Kate, a former headteacher with a natural authority and severity, is still widely liked and respected in the local community. Geoff rose through the ranks at a local engineering business, from shopfloor to manager – but it wasn’t a particularly high climb. As an ex-union man, he loathed the Tory culture of the 1980s and its return bristles against him now. He is stroppy when drinking and attempting to give up smoking isn’t helping.
As the drama begins, Kate and Geoff are organising a party to celebrate their 45th wedding anniversary. Quite a large affair is planned since their 40th anniversary was cancelled due to a medical crisis that may or may not have been psychosomatic.
Despite the placid poignancy of this elderly couple getting into the marital bed every night in their shapeless, old T-shirts, something feels ominously wrong about the number ‘45’…
A few days before the party, Geoff receives an official letter from a small Swiss police force: the body of his ‘wife’ has been found!
In 1962 Geoff was on holiday with his girlfriend, Katya, when she fell to her death in an icy glacier. In those more-conservative times it was best for couples to fake a marriage when booking hotel rooms and thus Geoff was listed as her next-of-kin.
Kate is astonished at the reveal of this arrangement – was Geoff more deeply in love with Katya than he had been willing to previously let on? Surprisingly, this blast from the past also revitalizes the marriage as they are both reminded of their younger selves – alive with possibility. But in the days that follow, a dreadful truth emerges…

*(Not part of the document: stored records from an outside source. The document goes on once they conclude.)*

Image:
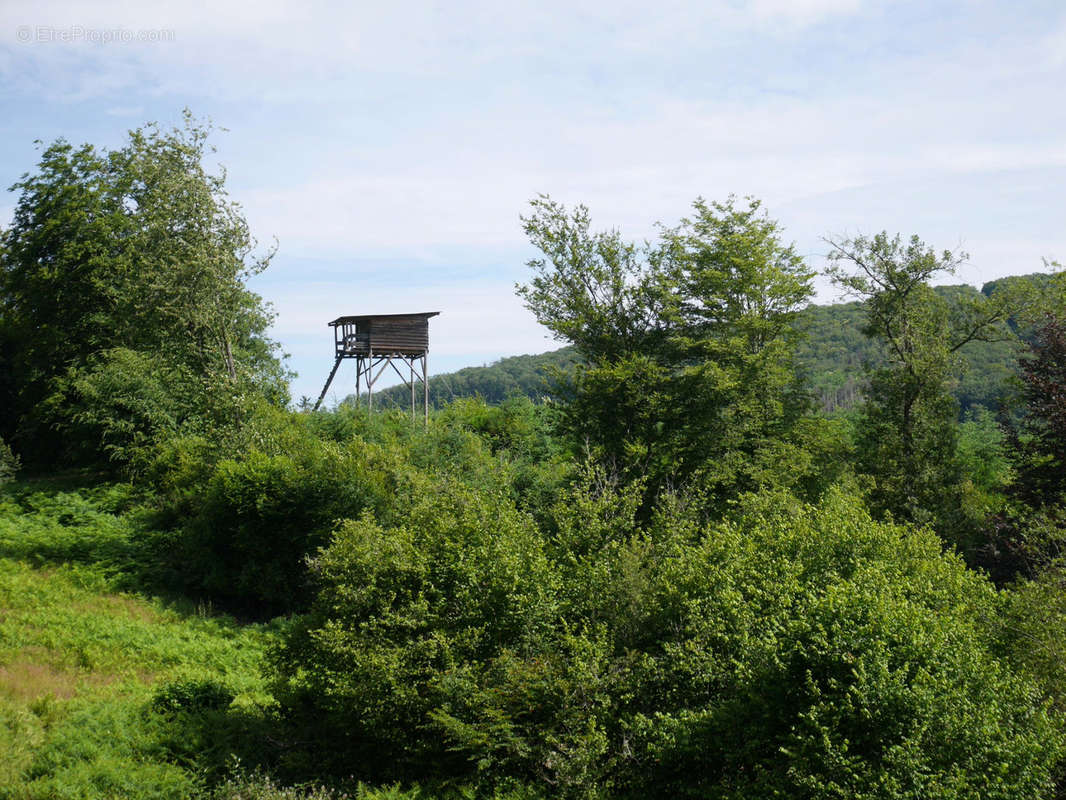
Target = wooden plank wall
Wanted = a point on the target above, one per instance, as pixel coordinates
(403, 335)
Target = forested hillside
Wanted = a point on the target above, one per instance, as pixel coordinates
(677, 578)
(832, 357)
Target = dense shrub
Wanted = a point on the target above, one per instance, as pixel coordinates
(9, 463)
(795, 652)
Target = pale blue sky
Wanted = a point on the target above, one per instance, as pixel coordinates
(391, 147)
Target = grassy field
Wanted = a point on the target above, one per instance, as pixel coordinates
(105, 689)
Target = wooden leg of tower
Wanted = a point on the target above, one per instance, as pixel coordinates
(425, 390)
(328, 381)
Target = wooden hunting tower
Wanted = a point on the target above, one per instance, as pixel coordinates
(377, 341)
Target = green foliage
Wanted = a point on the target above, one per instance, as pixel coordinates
(908, 437)
(192, 697)
(83, 661)
(688, 344)
(623, 658)
(10, 463)
(123, 302)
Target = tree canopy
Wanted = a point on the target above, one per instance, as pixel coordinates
(130, 261)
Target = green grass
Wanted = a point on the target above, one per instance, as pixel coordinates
(85, 652)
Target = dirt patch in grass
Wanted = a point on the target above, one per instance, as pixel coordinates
(30, 678)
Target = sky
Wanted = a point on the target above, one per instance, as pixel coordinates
(391, 148)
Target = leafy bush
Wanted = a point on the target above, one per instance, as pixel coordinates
(192, 697)
(9, 463)
(627, 658)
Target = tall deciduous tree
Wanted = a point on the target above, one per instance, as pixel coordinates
(140, 251)
(1040, 452)
(688, 341)
(908, 427)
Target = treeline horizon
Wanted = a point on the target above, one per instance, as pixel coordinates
(679, 577)
(833, 357)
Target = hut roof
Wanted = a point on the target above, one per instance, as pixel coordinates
(367, 317)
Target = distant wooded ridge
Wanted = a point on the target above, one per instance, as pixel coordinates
(830, 360)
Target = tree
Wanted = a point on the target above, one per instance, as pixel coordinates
(130, 251)
(908, 427)
(687, 342)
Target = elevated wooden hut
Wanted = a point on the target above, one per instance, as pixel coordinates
(381, 340)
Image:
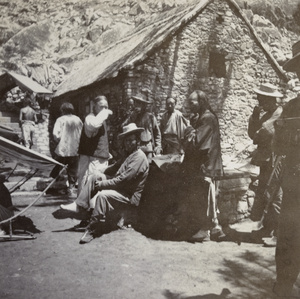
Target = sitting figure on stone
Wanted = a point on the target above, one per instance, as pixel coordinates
(267, 203)
(172, 126)
(102, 195)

The theme of this superbly intelligent and moving film is the terrifying persistence of the past; how the past can appear both more important and more alive than anything in the present, how it can never be repressed without returning and weakening its repressor. 45 Years ponders heartbreakingly on the impossibility of truly knowing another person and just how awful that gulf becomes as the older a couple grows. Rampling and Courtenay are superb and the film will make your heart grow as it breaks.